0
votes

I am trying to use UDF's and return ListBuffer as a column from UDF, i am getting error.

I have created Df by executing below code:

val df = Seq((1,"dept3@@rama@@kumar","dept3##rama#@kumar"), (2,"dept31@@rama1##kumar1","dept33##rama3#@kumar3")).toDF("id","str1","str2")
df.show()

it show like below:

+---+--------------------+--------------------+
| id|                str1|                str2|
+---+--------------------+--------------------+
|  1|  dept3@@rama@@kumar|  dept3##rama#@kumar|
|  2|dept31@@rama1##ku...|dept33##rama3#@ku...|
+---+--------------------+--------------------+

as per my requirement i have to use i have to split the above columns based some inputs so i have tried UDF like below :

    def appendDelimiterError=udf((id: Int, str1: String, str2: String)=> {
            var lit = new ListBuffer[Any]()
            if(str1.contains("@@"){val a=str1.split("@@")}
            else if(str1.contains("##"){val a=str1.split("##")}
            else if(str1.contains("#&"){val a=str1.split("#&")}
            if(str2.contains("@@"){ val b=str2.split("@@")}
            else if(str2.contains("##"){ val b=str2.split("##") }
            else if(str1.contains("#@"){val b=str2.split("#@")}
            var tmp_row = List(a,"test1",b)
            lit +=tmp_row 
return lit 
})

val

i try to cal by executing below code:

val df1=df.appendDelimiterError("newcol",appendDelimiterError(df("id"),df("str1"),df("str2"))

i getting error "this was a bad call" .i want use ListBuffer/list to store and return to calling place.

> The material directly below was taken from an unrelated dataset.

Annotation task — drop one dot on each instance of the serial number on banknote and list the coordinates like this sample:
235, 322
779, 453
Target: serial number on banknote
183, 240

my expected output will be:

+---+--------------------+------------------------+----------------------------------------------------------------------+ 
| id|                str1|                str2    |                               newcol                                 |
+---+--------------------+------------------------+----------------------------------------------------------------------+
|  1|  dept3@@rama@@kumar|  dept3##rama#@kumar    |ListBuffer(List("dept","rama","kumar"),List("dept3","rama","kumar"))  |
|  2|dept31@@rama1##kumar1|dept33##rama3#@kumar3  | ListBuffer(List("dept31","rama1","kumar1"),List("dept33","rama3","kumar3")) |                                          
+---+--------------------+------------------------+----------------------------------------------------------------------+

How to achieve this?

1
I think my way is easier and more flexible on splitting.thebluephantom
Why would you need ListBuffer? Because I think you are trying to build the return value. No need.thebluephantom
hi @ thebluephantom thanks for quick reply.i have to use udf i have some other logic before splitting,but as you provided answer without UDf .please help me try to use UDF and and LisfBuffer or a string like "111, cat, 666,@SAPRATE,222, fritz, 777"Sai
No need to. No idea why Listbuffer needed. The logic was incorrect. My contribution ends here, functional programming.thebluephantom
I note no other answer. Did you resolve?thebluephantom

1 Answers

0
votes

An alternative with my own fictional data to which you can tailor and no UDF:

import org.apache.spark.sql.functions.{col, udf}  
import org.apache.spark.sql.expressions._
import org.apache.spark.sql.functions._

val df = Seq(
  (1, "111@#cat@@666", "222@@fritz@@777"),
  (2, "AAA@@cat@@555", "BBB@@felix@@888"),
  (3, "HHH@@mouse@@yyy", "123##mickey#@ZZZ") 
 ).toDF("c0", "c1", "c2")

 val df2 = df.withColumn( "c_split", split(col("c1"), ("(@#)|(@@)|(##)|(#@)")  ))
          .union(df.withColumn("c_split", split(col("c2"), ("(@#)|(@@)|(##)|(#@)")  )) )
 df2.show(false)
 df2.printSchema()


 val df3 = df2.groupBy(col("c0")).agg(collect_list(col("c_split")).as("List_of_Data") )   
 df3.show(false)
 df3.printSchema()

Gives answer but no ListBuffer - really necessary?, as follows:

+---+---------------+----------------+------------------+
|c0 |c1             |c2              |c_split           |
+---+---------------+----------------+------------------+
|1  |111@#cat@@666  |222@@fritz@@777 |[111, cat, 666]   |
|2  |AAA@@cat@@555  |BBB@@felix@@888 |[AAA, cat, 555]   |
|3  |HHH@@mouse@@yyy|123##mickey#@ZZZ|[HHH, mouse, yyy] |
|1  |111@#cat@@666  |222@@fritz@@777 |[222, fritz, 777] |
|2  |AAA@@cat@@555  |BBB@@felix@@888 |[BBB, felix, 888] |
|3  |HHH@@mouse@@yyy|123##mickey#@ZZZ|[123, mickey, ZZZ]|
+---+---------------+----------------+------------------+

root
 |-- c0: integer (nullable = false)
 |-- c1: string (nullable = true)
 |-- c2: string (nullable = true)
 |-- c_split: array (nullable = true)
 |    |-- element: string (containsNull = true)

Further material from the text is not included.